Poor coding and GUI caused America's largest-ever telephone outage
Poorly coded critical system helped Level 3 to accidentally blacklist itself
The largest-ever telephone outage in the US was caused by poor coding and an equally poor graphical user interface (GUI), according to the Federal Communications Commission's (FCC) official investigation into the incident.
In October 2016, telecoms firm Level 3 was hit by an outage that prevented its customers from making and receiving calls for 84 minutes.
Affecting customers across the US, the outage resulted in around 111 million calls being blocked. The FCC report indicates that the situation was largely caused by poor coding in the company's call blacklisting system, combined with an unintuitive GUI.
The technician was unaware of the consequences of leaving a field in the network management software blank
It occurred as a result of a company employee entering numbers into the company's network management software for blocking rogue callers.
However, they failed to enter the numbers into a particular field - leaving them blank instead of making a duplicate entry, which the technician didn't think needed to be filled.
Instead of ignoring this, though, the software interpreted the empty field as a wildcard that effectively included all of the company's numbers.
Once activated, even calls to emergency services were blocked.
Overall, an estimated 2.9 million voice-over-IP customers and 2.3 million wireless users were caught up in the outage. Out of 111 million blocked calls, 109 million of them were internet-based.
Branding it an outage with "nationwide impact", the FCC described it as the largest outage to take place in the US that it has ever seen.
Defending Level 3, the FCC said that the company identified the incident within four minutes and began implementing emergency systems to mitigate the worst effects of the outage.

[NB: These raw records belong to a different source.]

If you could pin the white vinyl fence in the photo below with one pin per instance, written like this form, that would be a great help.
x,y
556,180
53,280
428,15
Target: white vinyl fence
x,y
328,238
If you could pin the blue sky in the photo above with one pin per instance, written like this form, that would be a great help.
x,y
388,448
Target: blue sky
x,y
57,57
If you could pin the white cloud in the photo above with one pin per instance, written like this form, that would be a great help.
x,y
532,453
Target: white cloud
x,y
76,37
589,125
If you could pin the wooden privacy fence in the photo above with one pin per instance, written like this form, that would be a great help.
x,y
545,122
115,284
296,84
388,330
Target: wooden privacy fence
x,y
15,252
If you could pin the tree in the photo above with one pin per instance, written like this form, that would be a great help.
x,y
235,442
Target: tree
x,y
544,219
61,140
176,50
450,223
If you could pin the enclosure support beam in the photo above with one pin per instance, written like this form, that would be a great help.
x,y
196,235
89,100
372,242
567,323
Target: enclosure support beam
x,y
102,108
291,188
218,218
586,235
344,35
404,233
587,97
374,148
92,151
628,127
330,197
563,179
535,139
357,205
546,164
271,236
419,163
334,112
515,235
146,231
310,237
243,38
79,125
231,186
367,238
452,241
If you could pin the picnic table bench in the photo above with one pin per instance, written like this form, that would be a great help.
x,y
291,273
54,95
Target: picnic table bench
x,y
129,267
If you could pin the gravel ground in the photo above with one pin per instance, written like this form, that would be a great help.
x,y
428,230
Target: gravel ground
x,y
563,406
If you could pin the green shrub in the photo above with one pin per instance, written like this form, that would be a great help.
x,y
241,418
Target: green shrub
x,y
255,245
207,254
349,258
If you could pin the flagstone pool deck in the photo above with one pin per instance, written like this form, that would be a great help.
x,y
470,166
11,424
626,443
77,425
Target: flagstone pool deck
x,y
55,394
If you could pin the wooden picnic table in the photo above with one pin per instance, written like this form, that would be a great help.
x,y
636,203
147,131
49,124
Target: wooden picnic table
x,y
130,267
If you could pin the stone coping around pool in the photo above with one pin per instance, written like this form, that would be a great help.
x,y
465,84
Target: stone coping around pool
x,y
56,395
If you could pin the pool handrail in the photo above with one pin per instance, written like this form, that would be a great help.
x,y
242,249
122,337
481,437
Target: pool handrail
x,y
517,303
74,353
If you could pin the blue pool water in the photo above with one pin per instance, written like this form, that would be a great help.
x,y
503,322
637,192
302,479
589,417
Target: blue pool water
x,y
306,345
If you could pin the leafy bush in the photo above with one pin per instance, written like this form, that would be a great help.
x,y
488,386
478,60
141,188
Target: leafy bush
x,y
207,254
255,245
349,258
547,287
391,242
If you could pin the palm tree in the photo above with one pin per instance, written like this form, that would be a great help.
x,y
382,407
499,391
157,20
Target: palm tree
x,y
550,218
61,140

"The technician was unaware of the consequences of leaving a field in the network management software blank," it explained.
"Level 3 personnel had not previously observed or experienced this behaviour in their network management software. According to Level 3, this was the first time that anti-fraud operations in network equipment caused an outage."
According to the FCC report, Level 3 was using "vendor-supplied network management software" at the time. But it has since implemented a provisioning system to ensure that such a fault doesn't happen again.